Through its Swarm Learning and Machine Learning Development System offerings, HPE wants to help companies realize the benefits of machine learning models faster.
If companies see the value of machine learning for certain tasks or processes, the introduction of models may push them away. HPE wants to help them by releasing two solutions: Swarm Learning and Machine Learning Development System.

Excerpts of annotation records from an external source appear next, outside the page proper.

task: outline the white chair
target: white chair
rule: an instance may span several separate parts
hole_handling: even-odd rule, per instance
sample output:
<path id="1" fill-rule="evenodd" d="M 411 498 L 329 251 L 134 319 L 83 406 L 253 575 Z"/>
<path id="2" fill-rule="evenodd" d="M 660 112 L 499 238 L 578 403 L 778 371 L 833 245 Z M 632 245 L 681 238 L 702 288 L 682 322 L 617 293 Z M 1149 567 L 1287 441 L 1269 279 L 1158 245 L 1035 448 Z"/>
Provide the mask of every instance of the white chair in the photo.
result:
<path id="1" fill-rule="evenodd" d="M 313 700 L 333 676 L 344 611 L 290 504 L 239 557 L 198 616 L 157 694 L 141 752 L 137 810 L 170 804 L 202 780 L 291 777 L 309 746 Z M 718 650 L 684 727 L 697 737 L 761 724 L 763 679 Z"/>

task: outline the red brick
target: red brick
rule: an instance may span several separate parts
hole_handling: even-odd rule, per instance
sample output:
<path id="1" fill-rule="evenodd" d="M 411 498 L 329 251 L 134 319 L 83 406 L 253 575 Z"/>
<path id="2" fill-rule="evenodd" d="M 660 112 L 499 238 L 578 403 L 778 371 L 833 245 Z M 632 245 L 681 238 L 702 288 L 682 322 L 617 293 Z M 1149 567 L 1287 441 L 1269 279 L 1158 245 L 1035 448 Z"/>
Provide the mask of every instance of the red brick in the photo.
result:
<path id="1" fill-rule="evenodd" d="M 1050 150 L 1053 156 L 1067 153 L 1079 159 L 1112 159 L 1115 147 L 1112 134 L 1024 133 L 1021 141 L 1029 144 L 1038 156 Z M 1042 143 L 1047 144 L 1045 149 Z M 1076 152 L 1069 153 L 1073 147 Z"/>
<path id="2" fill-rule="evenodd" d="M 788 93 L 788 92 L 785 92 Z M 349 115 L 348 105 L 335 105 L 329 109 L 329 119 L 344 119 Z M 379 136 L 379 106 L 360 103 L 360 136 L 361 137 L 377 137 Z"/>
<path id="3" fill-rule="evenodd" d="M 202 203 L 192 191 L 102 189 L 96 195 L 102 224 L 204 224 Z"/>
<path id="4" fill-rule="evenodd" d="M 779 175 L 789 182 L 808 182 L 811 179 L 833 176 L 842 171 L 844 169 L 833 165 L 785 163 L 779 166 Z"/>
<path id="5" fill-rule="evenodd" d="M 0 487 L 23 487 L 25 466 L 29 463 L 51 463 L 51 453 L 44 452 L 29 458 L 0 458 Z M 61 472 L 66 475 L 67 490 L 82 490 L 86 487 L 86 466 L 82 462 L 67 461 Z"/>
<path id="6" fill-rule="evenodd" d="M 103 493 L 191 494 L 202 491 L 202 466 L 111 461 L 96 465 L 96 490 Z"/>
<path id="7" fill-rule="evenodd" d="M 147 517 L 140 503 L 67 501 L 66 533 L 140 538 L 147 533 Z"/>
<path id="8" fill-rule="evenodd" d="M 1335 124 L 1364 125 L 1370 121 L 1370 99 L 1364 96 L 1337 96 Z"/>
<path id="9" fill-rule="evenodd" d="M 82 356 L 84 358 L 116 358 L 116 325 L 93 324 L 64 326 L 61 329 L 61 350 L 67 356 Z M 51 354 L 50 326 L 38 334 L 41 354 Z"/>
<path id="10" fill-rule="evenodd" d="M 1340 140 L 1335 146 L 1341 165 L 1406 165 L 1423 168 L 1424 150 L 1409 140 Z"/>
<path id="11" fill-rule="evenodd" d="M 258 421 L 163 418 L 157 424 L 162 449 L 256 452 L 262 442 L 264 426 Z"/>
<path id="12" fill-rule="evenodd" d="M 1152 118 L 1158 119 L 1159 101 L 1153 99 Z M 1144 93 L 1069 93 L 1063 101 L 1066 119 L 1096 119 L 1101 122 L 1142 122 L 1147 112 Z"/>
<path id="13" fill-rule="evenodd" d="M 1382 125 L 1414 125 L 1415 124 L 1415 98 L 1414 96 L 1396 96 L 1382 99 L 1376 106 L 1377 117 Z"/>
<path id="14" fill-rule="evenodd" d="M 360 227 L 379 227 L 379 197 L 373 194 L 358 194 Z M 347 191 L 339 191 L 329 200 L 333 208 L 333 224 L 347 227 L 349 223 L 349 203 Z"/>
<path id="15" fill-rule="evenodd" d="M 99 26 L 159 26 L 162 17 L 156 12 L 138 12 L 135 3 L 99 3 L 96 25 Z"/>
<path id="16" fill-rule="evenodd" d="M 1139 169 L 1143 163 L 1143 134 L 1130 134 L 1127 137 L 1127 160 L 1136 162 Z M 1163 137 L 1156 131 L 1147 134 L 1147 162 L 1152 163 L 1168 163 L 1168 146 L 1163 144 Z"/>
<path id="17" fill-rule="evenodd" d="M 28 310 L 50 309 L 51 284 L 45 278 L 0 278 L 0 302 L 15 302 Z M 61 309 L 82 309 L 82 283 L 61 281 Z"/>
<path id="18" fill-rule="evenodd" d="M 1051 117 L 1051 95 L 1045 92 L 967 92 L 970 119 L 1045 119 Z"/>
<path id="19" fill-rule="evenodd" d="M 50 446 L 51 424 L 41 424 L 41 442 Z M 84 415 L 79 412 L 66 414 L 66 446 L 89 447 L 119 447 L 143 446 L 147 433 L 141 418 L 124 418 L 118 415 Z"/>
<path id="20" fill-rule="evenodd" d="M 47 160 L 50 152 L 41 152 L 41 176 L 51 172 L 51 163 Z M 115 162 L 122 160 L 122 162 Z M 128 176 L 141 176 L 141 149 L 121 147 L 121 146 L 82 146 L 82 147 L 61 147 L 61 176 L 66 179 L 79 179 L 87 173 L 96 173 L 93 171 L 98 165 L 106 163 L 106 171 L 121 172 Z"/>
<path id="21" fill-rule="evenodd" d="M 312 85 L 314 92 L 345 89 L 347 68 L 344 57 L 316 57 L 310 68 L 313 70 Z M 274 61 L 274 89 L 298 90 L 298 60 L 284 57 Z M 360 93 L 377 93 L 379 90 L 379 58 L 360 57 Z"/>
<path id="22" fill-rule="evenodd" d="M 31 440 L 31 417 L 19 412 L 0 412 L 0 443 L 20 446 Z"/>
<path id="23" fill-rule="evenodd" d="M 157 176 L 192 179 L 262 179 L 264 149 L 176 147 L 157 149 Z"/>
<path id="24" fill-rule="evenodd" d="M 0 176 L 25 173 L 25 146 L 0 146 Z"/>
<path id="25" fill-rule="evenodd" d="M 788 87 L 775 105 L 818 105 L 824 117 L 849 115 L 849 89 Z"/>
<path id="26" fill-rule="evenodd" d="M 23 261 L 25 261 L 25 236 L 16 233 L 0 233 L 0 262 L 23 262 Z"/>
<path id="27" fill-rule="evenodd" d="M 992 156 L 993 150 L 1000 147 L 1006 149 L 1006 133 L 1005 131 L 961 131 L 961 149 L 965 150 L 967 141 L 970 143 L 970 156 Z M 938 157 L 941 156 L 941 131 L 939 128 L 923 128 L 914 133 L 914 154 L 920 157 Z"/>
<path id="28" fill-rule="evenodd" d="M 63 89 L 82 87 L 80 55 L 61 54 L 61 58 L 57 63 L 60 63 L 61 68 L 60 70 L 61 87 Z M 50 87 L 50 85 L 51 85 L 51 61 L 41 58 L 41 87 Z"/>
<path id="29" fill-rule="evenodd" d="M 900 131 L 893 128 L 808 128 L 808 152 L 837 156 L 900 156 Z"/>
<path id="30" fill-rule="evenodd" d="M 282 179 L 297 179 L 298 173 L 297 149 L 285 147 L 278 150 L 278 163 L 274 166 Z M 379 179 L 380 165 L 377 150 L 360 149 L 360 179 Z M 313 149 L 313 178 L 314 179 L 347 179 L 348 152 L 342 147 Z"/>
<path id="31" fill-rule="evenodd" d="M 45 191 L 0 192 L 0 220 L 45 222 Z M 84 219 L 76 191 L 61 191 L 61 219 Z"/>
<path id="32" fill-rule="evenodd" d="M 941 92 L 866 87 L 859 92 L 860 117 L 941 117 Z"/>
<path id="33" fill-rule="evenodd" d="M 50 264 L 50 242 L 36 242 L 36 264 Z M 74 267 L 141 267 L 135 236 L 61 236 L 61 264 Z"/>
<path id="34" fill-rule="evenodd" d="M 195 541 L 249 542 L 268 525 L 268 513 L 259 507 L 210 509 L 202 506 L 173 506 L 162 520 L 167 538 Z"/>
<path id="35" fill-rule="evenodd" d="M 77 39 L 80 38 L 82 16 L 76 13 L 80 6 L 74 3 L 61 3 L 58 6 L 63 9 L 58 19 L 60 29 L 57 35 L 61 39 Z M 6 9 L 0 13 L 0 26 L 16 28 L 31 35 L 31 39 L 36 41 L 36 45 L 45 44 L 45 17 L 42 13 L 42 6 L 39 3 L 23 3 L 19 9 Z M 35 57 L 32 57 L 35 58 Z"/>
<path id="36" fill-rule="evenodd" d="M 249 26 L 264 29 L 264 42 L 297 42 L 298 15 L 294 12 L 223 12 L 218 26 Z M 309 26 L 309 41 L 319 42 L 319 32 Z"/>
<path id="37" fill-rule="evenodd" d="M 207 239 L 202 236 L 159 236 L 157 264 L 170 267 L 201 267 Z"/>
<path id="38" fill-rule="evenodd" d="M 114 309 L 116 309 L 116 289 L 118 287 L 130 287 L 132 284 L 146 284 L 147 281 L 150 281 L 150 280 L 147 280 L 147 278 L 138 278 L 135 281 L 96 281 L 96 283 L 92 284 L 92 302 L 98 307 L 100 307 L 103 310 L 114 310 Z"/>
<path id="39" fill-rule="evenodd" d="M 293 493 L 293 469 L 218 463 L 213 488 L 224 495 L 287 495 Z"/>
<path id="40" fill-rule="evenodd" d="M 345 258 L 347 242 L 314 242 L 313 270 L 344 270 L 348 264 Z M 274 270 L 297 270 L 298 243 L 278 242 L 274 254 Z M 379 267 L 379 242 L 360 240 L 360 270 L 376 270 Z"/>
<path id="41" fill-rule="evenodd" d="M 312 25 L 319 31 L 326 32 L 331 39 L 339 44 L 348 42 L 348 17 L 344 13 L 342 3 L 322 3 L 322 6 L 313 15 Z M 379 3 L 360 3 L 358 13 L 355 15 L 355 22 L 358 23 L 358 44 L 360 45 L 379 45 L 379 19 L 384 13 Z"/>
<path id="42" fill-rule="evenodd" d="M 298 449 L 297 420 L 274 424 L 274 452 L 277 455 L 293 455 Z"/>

The first is based on group learning, the purpose of which is to use the value of data generated at the edge or distributed sites. The second provides a hardware-based model training solution that eliminates the need for companies to build their own specialized infrastructures.
The machine learning development system is based on the 2021 acquisition of Defined AI. It offers an open source platform for accelerating machine learning model training and integrates with HPE hardware. Several configurations are possible for this, but HPE specifies that a typical “small configuration” consists of an Apollo 6500 Gen10 server with enough power for ML model drives, HPE ProLiant DL325, Aruba CX 6300 servers and switches. Includes Nvidia’s Quantum InfiniBand networking platform and specialized software from HPE: Machine Learning Development Environment and Performance Cluster.
Example of a complete setup for training machine learning models (Photo: HPE)
HPC for machine learning
According to Peter Rutten, vice president of research at IDC, the concept is essentially about bringing high-performance computing (HPC) capabilities into enterprise machine learning so they don’t have to develop their own systems. “Now that AI has matured, companies are really asking for this type of system,” he said.
“Having to develop your own system is the biggest hurdle to getting AI into business.” For some, using the cloud might be an option, but very often the data needed to train AI models is sensitive and business-critical, so it’s not an option for some of them, not to mention regulatory restrictions. some industries, which makes it completely impossible for others.
Decentralized machine learning in a swarm
With its Swarm Learning product, HPE is trying to address the privacy concerns of machine learning data. Swarm Learning’s decentralized framework uses containerization to achieve two goals: First, it allows machine learning tasks to be performed on edge systems without having to go back and forth to a central data center and thus get accurate information faster than they could otherwise. . . Second, it allows like-minded companies to share AI model learning outcomes with each other without having to share underlying data with each other, which can benefit the entire industry. “Take the example of seven hospitals that are trying to solve problems with AI models, but because they can’t share their data, model training will be limited,” Rutten explained. They will be inaccurate, with their inherent potential for error, depending on the patient’s demographics and a variety of other factors. “To solve this problem, Swarm Learning does not pass data, but only the training results of the model, and combines them into a single model that will be trained on all the data,” Rutten said.
He notes that this swarm training method is relatively new, meaning that it may take some time for widespread adoption. On the other hand, HPE’s Machine Learning Development System directly targets the current point of tension, he said, and this is perhaps the more interesting announcement of the two. “It’s practically an aaS (as a service) offering for a company’s data center,” he said. “This is exactly what people are looking for when training AI models in their business,” he added.